Despacho apontou procedimentos ilegais dos vereadores e suspendeu os efeitos do Decreto Legislativo que rejeitou as contas de Toshio. Decisão ratifica a elegibilidade do candidato a Prefeito de Ourinhos

O Tribunal de Justiça do Estado de São Paulo julgou na quinta-feira, 15 de setembro, recurso interposto pelo candidato a prefeito de Ourinhos Toshio Misato (PSDB) contra a Câmara Municipal. A decisão desqualifica todo processo em torno da votação ocorrida no dia 1º de agosto do corrente ano, onde a maioria dos vereadores julgou irregulares as contas do ex-prefeito.
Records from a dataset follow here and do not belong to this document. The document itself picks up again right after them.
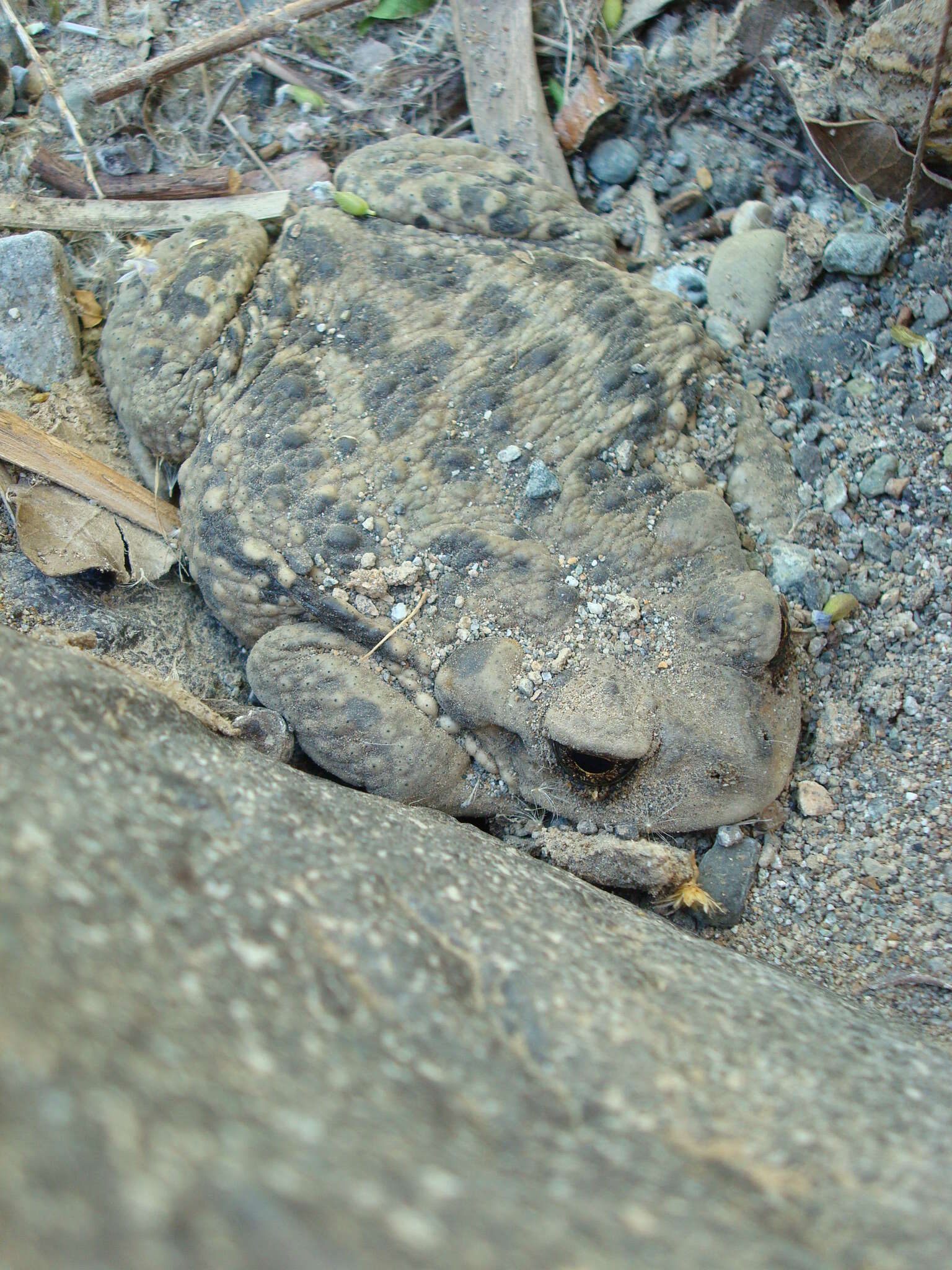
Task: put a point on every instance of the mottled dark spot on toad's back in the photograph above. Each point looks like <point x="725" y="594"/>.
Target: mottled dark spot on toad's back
<point x="436" y="198"/>
<point x="361" y="713"/>
<point x="511" y="221"/>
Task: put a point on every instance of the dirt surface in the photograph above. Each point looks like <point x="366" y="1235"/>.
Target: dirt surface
<point x="858" y="898"/>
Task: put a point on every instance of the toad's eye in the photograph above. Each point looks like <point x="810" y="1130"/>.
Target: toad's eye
<point x="593" y="769"/>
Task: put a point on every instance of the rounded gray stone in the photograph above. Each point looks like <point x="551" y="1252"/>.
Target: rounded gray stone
<point x="742" y="281"/>
<point x="40" y="339"/>
<point x="874" y="483"/>
<point x="726" y="873"/>
<point x="856" y="252"/>
<point x="542" y="482"/>
<point x="614" y="162"/>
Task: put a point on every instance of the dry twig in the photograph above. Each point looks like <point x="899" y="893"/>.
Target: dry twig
<point x="908" y="981"/>
<point x="193" y="183"/>
<point x="913" y="189"/>
<point x="31" y="50"/>
<point x="400" y="625"/>
<point x="25" y="446"/>
<point x="134" y="216"/>
<point x="278" y="22"/>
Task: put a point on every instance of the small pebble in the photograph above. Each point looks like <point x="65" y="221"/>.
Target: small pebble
<point x="682" y="280"/>
<point x="874" y="482"/>
<point x="724" y="332"/>
<point x="752" y="215"/>
<point x="542" y="482"/>
<point x="856" y="252"/>
<point x="813" y="799"/>
<point x="935" y="310"/>
<point x="834" y="493"/>
<point x="614" y="162"/>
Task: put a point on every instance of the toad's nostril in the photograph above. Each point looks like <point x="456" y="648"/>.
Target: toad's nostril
<point x="593" y="769"/>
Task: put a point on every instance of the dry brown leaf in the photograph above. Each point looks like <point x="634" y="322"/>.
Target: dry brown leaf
<point x="589" y="99"/>
<point x="63" y="534"/>
<point x="88" y="309"/>
<point x="886" y="74"/>
<point x="754" y="23"/>
<point x="867" y="156"/>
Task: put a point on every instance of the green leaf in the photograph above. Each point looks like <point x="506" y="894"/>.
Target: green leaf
<point x="392" y="11"/>
<point x="557" y="92"/>
<point x="306" y="97"/>
<point x="612" y="13"/>
<point x="352" y="203"/>
<point x="840" y="605"/>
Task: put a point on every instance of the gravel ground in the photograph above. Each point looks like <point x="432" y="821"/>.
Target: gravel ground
<point x="861" y="897"/>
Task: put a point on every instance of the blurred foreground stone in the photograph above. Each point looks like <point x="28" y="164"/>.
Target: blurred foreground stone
<point x="255" y="1019"/>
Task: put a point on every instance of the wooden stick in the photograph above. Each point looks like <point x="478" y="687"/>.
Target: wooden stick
<point x="29" y="447"/>
<point x="503" y="89"/>
<point x="31" y="50"/>
<point x="117" y="216"/>
<point x="913" y="189"/>
<point x="193" y="183"/>
<point x="278" y="22"/>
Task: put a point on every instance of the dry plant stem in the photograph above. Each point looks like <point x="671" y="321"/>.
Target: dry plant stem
<point x="248" y="150"/>
<point x="195" y="183"/>
<point x="568" y="78"/>
<point x="288" y="75"/>
<point x="220" y="100"/>
<point x="25" y="446"/>
<point x="131" y="216"/>
<point x="409" y="618"/>
<point x="735" y="122"/>
<point x="278" y="22"/>
<point x="913" y="189"/>
<point x="31" y="50"/>
<point x="653" y="242"/>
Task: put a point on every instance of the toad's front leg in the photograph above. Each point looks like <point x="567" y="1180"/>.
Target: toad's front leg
<point x="357" y="726"/>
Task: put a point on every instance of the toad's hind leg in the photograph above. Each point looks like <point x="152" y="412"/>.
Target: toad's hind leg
<point x="356" y="726"/>
<point x="173" y="340"/>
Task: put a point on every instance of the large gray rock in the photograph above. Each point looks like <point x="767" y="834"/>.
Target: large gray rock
<point x="253" y="1019"/>
<point x="38" y="331"/>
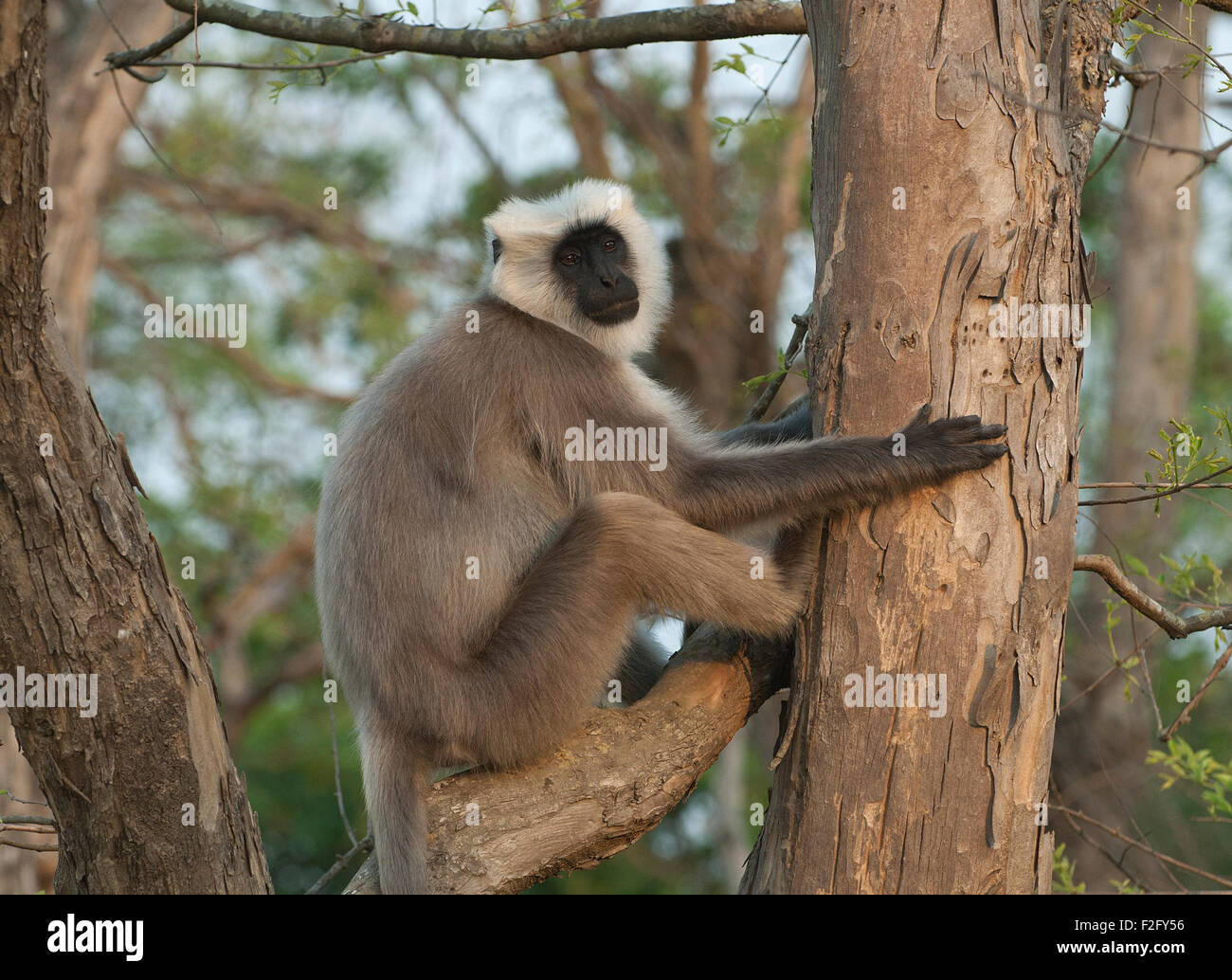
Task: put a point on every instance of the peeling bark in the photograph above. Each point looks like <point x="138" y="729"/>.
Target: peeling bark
<point x="932" y="100"/>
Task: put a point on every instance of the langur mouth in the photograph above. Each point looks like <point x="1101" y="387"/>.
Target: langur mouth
<point x="617" y="312"/>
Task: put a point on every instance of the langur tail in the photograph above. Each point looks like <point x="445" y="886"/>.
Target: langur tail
<point x="395" y="775"/>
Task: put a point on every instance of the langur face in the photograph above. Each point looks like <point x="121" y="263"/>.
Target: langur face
<point x="595" y="265"/>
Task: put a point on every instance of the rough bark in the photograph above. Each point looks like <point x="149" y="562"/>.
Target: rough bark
<point x="84" y="589"/>
<point x="932" y="100"/>
<point x="617" y="778"/>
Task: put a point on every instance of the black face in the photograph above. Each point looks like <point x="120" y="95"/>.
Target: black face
<point x="596" y="265"/>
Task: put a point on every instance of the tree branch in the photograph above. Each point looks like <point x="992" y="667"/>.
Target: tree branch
<point x="1175" y="626"/>
<point x="744" y="19"/>
<point x="617" y="778"/>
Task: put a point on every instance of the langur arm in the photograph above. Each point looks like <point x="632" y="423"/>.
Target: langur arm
<point x="792" y="426"/>
<point x="737" y="486"/>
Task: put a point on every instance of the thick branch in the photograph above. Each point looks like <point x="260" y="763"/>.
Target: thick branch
<point x="616" y="779"/>
<point x="744" y="19"/>
<point x="1175" y="626"/>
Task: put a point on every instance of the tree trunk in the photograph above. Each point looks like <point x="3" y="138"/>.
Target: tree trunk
<point x="933" y="100"/>
<point x="1104" y="737"/>
<point x="143" y="790"/>
<point x="86" y="121"/>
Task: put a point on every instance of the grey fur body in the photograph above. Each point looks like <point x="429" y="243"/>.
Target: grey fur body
<point x="455" y="460"/>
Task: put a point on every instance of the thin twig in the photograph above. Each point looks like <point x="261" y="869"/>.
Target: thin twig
<point x="771" y="389"/>
<point x="1169" y="492"/>
<point x="1184" y="716"/>
<point x="1119" y="836"/>
<point x="21" y="845"/>
<point x="361" y="845"/>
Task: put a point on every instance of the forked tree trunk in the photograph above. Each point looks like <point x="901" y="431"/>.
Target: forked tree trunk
<point x="932" y="99"/>
<point x="144" y="790"/>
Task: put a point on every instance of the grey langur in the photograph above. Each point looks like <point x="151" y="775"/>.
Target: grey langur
<point x="512" y="492"/>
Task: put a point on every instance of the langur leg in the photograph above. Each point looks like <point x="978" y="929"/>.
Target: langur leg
<point x="395" y="774"/>
<point x="641" y="668"/>
<point x="571" y="619"/>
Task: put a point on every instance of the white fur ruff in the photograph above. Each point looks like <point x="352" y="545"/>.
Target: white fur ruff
<point x="524" y="276"/>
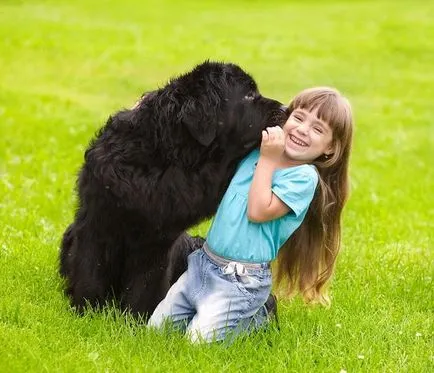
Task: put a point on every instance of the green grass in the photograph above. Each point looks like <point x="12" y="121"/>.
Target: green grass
<point x="65" y="66"/>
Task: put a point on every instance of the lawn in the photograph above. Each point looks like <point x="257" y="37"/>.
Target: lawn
<point x="66" y="65"/>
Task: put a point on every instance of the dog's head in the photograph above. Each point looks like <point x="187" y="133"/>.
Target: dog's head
<point x="219" y="104"/>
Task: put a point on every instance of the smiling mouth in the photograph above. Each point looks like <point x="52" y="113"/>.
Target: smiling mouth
<point x="297" y="141"/>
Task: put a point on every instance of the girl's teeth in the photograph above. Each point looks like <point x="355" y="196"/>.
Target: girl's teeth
<point x="298" y="142"/>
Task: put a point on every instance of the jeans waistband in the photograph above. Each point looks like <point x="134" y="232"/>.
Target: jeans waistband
<point x="221" y="261"/>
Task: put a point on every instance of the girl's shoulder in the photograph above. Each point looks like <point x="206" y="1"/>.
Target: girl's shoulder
<point x="306" y="172"/>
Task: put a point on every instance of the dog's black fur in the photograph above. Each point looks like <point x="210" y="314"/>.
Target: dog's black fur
<point x="152" y="172"/>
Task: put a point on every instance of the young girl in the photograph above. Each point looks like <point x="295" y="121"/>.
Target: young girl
<point x="284" y="201"/>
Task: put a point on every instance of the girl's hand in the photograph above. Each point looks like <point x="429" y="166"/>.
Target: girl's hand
<point x="273" y="143"/>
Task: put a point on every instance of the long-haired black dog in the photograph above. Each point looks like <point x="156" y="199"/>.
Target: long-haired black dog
<point x="152" y="172"/>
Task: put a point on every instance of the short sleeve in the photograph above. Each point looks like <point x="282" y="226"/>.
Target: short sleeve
<point x="295" y="186"/>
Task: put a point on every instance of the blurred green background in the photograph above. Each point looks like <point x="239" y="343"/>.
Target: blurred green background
<point x="65" y="66"/>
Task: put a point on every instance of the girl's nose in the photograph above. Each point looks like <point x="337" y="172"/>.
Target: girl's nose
<point x="302" y="128"/>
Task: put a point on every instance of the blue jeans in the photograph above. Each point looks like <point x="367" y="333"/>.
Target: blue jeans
<point x="216" y="297"/>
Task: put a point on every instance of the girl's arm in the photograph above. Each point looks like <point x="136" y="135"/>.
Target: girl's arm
<point x="263" y="205"/>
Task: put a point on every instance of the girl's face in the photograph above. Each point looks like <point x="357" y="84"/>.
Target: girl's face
<point x="306" y="136"/>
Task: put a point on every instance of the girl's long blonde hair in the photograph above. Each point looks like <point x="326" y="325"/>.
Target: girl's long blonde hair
<point x="307" y="259"/>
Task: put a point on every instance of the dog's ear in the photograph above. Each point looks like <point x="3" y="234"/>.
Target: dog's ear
<point x="199" y="121"/>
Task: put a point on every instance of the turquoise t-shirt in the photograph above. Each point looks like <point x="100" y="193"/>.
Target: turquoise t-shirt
<point x="233" y="236"/>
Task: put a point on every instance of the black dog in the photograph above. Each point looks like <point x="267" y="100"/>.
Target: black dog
<point x="152" y="172"/>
Apesar do resultado da votação (8 votos a favor da rejeição das contas contra 3 votos contrários) não ter colocado em nenhum momento em risco a candidatura de Toshio, providências foram tomadas diante das inúmeras ilegalidades cometidas pelos vereadores ao longo do processo. Com isto, Toshio que já estava apto a concorrer as eleições de 2016 tem sua candidatura a Prefeitura de Ourinhos consolidada.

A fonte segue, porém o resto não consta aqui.